DISCOVERY READY TO LAUNCH
With Atlantis safely on the ground, the Space Shuttle Discovery is ready to go for its flight to the International Space Station. During its 11-day mission, the crew of Discovery will attach the Unity module to the Z1 truss, which will serve as the station's backbone. The will also transfer some additional supplies for the upcoming permanent crew set to arrive in Early November. This 100th shuttle launch is due to launch Friday morning at 1:38 GMT.

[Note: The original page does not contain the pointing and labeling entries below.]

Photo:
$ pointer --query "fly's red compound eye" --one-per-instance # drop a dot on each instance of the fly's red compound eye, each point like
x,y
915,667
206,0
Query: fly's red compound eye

PROTON LAUNCHES AMERICAN TELEVISION SATELLITE
A Russian-built Proton rocket launched a Lockheed Martin GE-1A satellite on Monday. The rocket lifted off at 10:00pm GMT from the Baikonur Cosmodrome in Kazakhstan, and the satellite separated 6 hours, 40 minutes later. The GE-1A will provide broadcast and communications services to India, China, and Southeast Asia.
NEW PLAN FOR THE X-33
NASA and Lockheed Martin have agreed to a plan to go forward with the X-33 program, which includes an aluminum fuel tank, a revised payment schedule, and a target launch date of 2003. The X-33 was designed as a prototype to test the technologies that will eventually be developed into a replacement for the space shuttle. Unfortunately, problems with original composite fuel tank and a range of other problems caused serious delays to the X-33's schedule, and raising concerns that it would never launch. This revised schedule is 4 years later than the X-33 was originally supposed to lift off.
WHAT DOES THE FUTURE HOLD FOR OUR SUN?
Astronomers at the The Solar Cycle and Terrestrial Climate conference held in Tenerife proposed a new program to monitor large numbers of sun-like stars hopes to give Astronomers valuable insights into their behaviour, and hopefully new tool to help predict what might happen to our own Sun in the near future. In recent observations, one star lost 0.4% of its luminosity in only a few years - if it happened here, it would quickly produce the cold conditions experienced here on Earth 300 years ago.